The robot is probably best documented in my masters thesis, but there are also several blog-posts as well.

Here are several papers (in no particular order) published about the robot or  using it.  I'll keep updating this list as I hear about more publications using the robot


The Rubik's Contraption

Jared Di Carlo and I built a machine that can solve a Rubik's cube really fast, and it became kind of internet-famous:

Planar Magnetic Headphones

I built a pair of planar magnetic headphones - basically just because I though the operating principle was interesting.  After several catastrophically bad-sounding attempts, I eventually built a version that sounded decent and looks pretty good:



The drivers are meticulously hand-etched from the thinnest flex-pcb material I could find.  The driver membrane is sandwiched between an arrangement of magnets embedded in the aluminum grill that makes up most of the structure of the headphones.

See the build-log here for details

Furuta Pendulums

In the summer of 2016 I built a desktop furuta pendulum out of random parts I had lying around:




Recently, I redesigned it to not be built out of scraps, sent out for all the machined parts, and assembled a handful more:

Motor Dynamometer

In 2016 I built an electric motor dynamometer - a device for characterizing the performance of electric motors and motor controllers



The dynamometer is controlled by a Python and QT-based interface which provides manual control of the torque, speed, voltage, and current, simulates loads, or runs through sequences of test points.
The dyno lets me characterize electric motors to generate useful data like efficiency maps:



See the build log here:

Machined Electric Travel Ukulele

In December 2015 (4 whole years ago!)  I machined an electric ukulele out of some aluminum, stainless steel, and brass.  The whole thing was built over the course of less than a week, with no computer aided design save for the fret-board.
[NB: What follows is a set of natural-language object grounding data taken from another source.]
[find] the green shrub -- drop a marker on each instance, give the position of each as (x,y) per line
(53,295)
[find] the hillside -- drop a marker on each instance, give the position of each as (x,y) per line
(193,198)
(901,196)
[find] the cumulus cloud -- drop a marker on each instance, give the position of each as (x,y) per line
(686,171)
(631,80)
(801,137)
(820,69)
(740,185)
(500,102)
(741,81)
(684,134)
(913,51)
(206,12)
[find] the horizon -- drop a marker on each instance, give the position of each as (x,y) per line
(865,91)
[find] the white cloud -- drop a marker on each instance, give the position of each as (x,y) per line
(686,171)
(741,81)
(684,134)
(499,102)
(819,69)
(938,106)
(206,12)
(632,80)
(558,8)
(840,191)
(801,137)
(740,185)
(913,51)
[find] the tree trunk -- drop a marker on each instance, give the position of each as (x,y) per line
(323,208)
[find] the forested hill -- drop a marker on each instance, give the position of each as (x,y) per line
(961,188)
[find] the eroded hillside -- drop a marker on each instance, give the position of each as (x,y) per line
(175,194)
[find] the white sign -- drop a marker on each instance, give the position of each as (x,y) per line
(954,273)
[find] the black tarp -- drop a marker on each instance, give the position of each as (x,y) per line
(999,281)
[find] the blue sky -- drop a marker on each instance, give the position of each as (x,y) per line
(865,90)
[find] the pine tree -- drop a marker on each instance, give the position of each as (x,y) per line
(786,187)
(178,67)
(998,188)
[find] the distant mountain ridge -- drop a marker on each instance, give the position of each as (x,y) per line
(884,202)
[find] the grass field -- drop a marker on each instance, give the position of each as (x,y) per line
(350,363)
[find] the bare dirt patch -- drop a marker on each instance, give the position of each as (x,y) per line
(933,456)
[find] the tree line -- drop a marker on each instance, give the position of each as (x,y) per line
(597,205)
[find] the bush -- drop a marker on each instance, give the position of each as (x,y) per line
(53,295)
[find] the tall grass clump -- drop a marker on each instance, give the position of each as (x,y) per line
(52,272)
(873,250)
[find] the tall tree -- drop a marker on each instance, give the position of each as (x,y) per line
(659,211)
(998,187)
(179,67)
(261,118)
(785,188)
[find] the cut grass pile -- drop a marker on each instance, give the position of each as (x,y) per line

It's a headless design with the tuners built into the body.  Under the carbon fiber cover at the center is a home-made low profile pickup.  The body was hand-shaped using a combination of a bandsaw, manual milling machine, and hand-filing.

December 21, 2015

Benchtop Lathe

After stumbling upon the bed, carriage, and tailstock from a Taig lathe, I rebuilt the lathe, making all the parts I didn't have already.  This includes new cross slide and compound slide, a new headstock and spindle with integrated taper for ER32 collets, and brushless spindle motor with a DC custom power supply.